小説に比べて詩はあまり読まない方ですが、石垣りんは好きな詩人さんです。夢見がちさはなく、ひどく日常的な詩を書く人です。日常に根ざしたものをえぐっていくというか。えげつない、というか、静かにぞっとさせられるものがあります。なんというか、生きているだけで積み重ねていく業のようなものを感じるのです。「しがらみ」の詩人さん。いやこれは私の感想ですが。
三、聖人
大臣は跪いて王を見上げた。広々とした政庁で王までの距離は遠く、張り上げなければ声は届かない。その距離をつめることは、今の大臣には許されない。―この国に於いて絶対的な王の意志によって、罪人とされたものには。
大臣は困惑した目を玉座に向けた。王が王子の頃から仕える大臣は、かつて彼我の間にこれほどの距離を感じたことはなかった。
「汝に死刑を申しつける」
王の声が政庁に響き渡った。跪いた大臣はその声に背を打たれ、顔を上げた。
「何の罪によってでございましょう、王よ?」
清廉で知られる大臣は、背筋をのばして王を見据えた。困惑はあれども、彼自身に後ろめたいものはない。怯まなかったといえば、流石に嘘になるが。
豪奢な装いに身を包み、玉座にはまり込んだ王は、大臣の方を見ながらも、大臣とは目を合わせようとしない。
「聞いてどうする」
答えはやはりよく響く声でなされた。しかしそれがある種の強がりであることは、長年の付き合いの大臣には分かった。威厳ある為政者であろうとする王は、時折、殊更に傲慢そうなそぶりを好むのだった。それは勘違いであると、たまに大臣はたしなめていた。王者ともあろうものが、むやみと人を威圧するような態度をとるものではない。王は何者をも恐れる必要はないのだから、何者にも恐れさせようとしなくてよい。しかし果たして、大臣のそれらの言葉は王には届いていなかったようだ。
それでも、大臣は王にむかって言葉を紡ぐ。
「わたくしには心当たりが御座いませぬ故、理由をうかがった上で誤解を解く機会を頂きたく存じます」
真実を述べるのに臆する必要はない。
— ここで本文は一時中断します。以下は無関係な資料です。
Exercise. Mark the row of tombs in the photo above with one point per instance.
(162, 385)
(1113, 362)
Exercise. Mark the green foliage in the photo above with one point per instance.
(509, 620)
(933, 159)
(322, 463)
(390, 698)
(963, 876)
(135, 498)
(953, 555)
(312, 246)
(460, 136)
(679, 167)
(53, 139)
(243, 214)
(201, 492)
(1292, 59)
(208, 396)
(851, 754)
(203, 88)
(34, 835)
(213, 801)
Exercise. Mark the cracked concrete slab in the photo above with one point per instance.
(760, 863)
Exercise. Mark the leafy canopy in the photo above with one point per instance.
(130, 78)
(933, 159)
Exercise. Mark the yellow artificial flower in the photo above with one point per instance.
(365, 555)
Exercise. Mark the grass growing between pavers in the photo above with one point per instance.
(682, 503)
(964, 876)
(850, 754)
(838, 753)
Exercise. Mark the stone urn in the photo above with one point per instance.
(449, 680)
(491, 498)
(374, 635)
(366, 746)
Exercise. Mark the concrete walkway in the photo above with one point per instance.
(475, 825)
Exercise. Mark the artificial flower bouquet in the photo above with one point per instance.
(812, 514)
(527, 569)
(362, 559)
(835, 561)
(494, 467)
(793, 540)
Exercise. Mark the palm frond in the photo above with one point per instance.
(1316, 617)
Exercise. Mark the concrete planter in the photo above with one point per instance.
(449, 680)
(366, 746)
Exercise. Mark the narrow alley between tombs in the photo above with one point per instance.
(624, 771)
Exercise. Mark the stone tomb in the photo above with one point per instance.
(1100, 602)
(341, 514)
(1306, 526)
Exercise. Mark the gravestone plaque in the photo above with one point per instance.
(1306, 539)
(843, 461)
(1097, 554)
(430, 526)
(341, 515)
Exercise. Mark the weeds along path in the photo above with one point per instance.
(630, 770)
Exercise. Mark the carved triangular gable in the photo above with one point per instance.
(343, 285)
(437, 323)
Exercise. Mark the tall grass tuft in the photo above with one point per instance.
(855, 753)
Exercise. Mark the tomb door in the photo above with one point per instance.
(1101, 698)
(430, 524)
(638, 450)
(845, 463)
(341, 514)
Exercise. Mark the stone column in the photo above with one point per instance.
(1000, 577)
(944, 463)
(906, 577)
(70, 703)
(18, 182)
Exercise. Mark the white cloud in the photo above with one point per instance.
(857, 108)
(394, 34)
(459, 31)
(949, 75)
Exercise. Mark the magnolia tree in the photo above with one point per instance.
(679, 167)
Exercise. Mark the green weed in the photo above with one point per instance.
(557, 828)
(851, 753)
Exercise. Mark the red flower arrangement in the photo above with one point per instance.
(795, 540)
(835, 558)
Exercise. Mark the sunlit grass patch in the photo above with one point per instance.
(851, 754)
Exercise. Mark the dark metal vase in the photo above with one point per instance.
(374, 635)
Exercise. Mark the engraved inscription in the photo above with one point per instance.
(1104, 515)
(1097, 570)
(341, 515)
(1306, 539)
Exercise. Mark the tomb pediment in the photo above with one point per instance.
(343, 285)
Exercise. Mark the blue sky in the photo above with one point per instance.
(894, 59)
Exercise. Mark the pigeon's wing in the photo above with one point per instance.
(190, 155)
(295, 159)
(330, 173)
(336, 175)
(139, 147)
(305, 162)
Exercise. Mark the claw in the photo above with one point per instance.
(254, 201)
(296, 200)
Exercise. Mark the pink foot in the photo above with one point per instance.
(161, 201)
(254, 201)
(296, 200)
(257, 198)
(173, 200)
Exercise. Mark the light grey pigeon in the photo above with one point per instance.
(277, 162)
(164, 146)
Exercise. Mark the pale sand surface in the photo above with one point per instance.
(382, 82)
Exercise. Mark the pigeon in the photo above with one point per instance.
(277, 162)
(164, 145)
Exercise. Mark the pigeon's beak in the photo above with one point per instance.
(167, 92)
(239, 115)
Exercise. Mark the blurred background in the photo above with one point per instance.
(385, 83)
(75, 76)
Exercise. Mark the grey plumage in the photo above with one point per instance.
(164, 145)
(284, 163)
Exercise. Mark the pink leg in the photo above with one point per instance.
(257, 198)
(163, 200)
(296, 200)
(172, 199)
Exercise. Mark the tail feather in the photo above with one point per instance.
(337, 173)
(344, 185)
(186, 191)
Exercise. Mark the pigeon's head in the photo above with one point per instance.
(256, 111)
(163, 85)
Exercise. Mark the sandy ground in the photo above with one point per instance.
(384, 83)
これも大臣が王に言ったことであった。あくまで慇懃に対する大臣に、王は苛立って言葉を投げる。
「ならば教えてやろう!汝は余を憎んでおる!汝の目と手を余の為に失ったと!汝は余を憎み、いずれ余を弑そうと企んでおるのじゃ!」
何一つ証拠の示されていない罪状を、それでも妄言と片付けてしまえないのは、ひとえに発言者が王であるからだ。
「滅相もないことでございます」
「黙るがよい!何と言おうと判決は変わらん!」
「裁きとは、広い視野と寛容な心をもってなすものでございます。陛下」
「どちらも汝のおる限り余の持たぬものじゃ。汝を生かしておいては余の心が安まらん」
大臣は静かに瞑目した。
優秀で有能な大臣の鼻を遂にあかしてやったと、王は顔に喜色をのぼらせた。
目を奪われても手を奪われても、恨み言一つ洩らさず大臣は従ってきた。なんと忠実な臣よと周囲が褒めそやしても、王は気味が悪くてならなかった。忠実で、有能で、いつでもその存在を目の端でうかがってしまう。これを自らの力で屈服させて、その膝を折らせなければならないと王は感じた。
「その者を処刑場へ」
これで大臣が取り乱し、命乞いでもすれば、王は満足しただろう。しかし大臣は体を折り、王の御手の間に接吻して言った。
「我が君のお望み通り。お言葉承り、仰せに従います」
その場の全員が息を呑んで見詰める中、警吏に脇を固められ立ち上がった大臣は、微笑んでさえいた。
惜しみ、悲しむ視線に送られて、大臣は政庁を出て行く。その背に言葉を投げかけようと、開いた王の口からは、只の一語も出ないまま。
「………」
了
以上です。ちなみに三つの話はそれぞれ平行世界。ちょっとずつ王様と大臣の関係性が違います。
これは、王様がろくでもないということともう一つ、三人の大臣、どれが一番いやだろうか、と。そういうことを考えながら書きました。今回のが一番怖いと思うのですが。どうでしょう?